The nineteenth autumn has come upon me
Since I first made my count;
I saw, before I had well finished,
All suddenly mount
And scatter wheeling in great broken rings
Upon their clamorous wings.
I have looked upon those brilliant creatures,
And now my heart is sore.
All's changed since I, hearing at twilight,
The first time on this shore,
The bell-beat of their wings above my head,
Trod with a lighter tread.
Unwearied still, lover by lover,
They paddle in the cold
Companionable streams or climb the air;
Their hearts have not grown old;
Passion or conquest, wander where they will,
Attend upon them still.
But now they drift on the still water,
Mysterious, beautiful;
Among what rushes will they build,
By what lake's edge or pool
Delight men's eyes, when I awake some day
To find they have flown away?
Literary and Historical Notes:
It's the birthday of the man who developed the polio vaccine, Dr. Jonas Salk, born in New York City (1914). He created the vaccine at the height of a polio epidemic in the mid-1950s, when parents were so worried about their children that they kept them home from swimming pools in the summer. Salk's discovery was that a vaccine could be developed from a dead virus, and he tested the vaccine on himself, his family, and the staff of his laboratory to prove it was safe. The vaccine was finally released to the public in 1955, and the number of people infected by polio went down from more than 10,000 a year to fewer than 100. Salk was declared a national hero.
It's the birthday of poet John Hollander, (books by this author) born in New York City (1929), whose poetry collection Types of Shape (1969) is a series of poems that are arranged on the page so that the words form pictures of things a key, a cup, a swan reflected in water. His collection Picture Window came out in 2004. John Hollander said, "I want my poems to be wiser than I am, to know more about themselves than I do."
It was on this day in 1919 that Congress overrode President Woodrow Wilson's veto and passed the Volstead Act, which provided for enforcement of the 18th Amendment to the Constitution, prohibiting the sale of alcohol. The prohibition movement had been led largely by women, who still had a hard time making a living on their own, and many had seen their lives ruined when their husbands squandered the family income on alcohol.
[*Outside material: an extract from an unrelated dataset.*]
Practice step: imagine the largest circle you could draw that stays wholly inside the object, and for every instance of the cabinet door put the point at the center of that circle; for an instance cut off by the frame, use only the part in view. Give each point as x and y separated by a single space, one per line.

Prohibition is remembered as a failure, and it was a failure in big cities because they refused to enforce the law. But in rural America, Prohibition was actually quite effective. Both cirrhosis death rates and admissions to state mental hospitals for alcoholism fell by more than 50 percent, and arrests for public drunkenness and disorderly conduct went way down. But city newspapers focused on how easy it was to find alcohol. Even members of the United States Congress had a private country club where they drank liquor openly. By 1932, Prohibition was deemed a complete failure. The 18th Amendment had been the first amendment ever passed to limit the rights of American citizens, and it became the first and only amendment so far to have been repealed.
It was on this day in 1886 that the Statue of Liberty was officially unveiled and opened to the public. It was gift from France intended to celebrate the two countries' shared love of freedom, shipped to the U.S. in pieces packed into 214 crates. Workers put it back together in New York. The day of the dedication was cold and rainy, but huge crowds came out for the celebration anyway. The statue was under veil, and the sculptor, Frédéric Auguste Bartholdi, was alone in the statue's crown, waiting for the signal to drop the veil. A boy down below was supposed to wave a white handkerchief at the end of the big speech. The boy accidentally waved his handkerchief before the speech was over and Bartholdi let the curtain drop, revealing the huge bronze lady, and gunshots rang out from all the ships in the harbor. The speaker, who had been boring everybody, just sat down.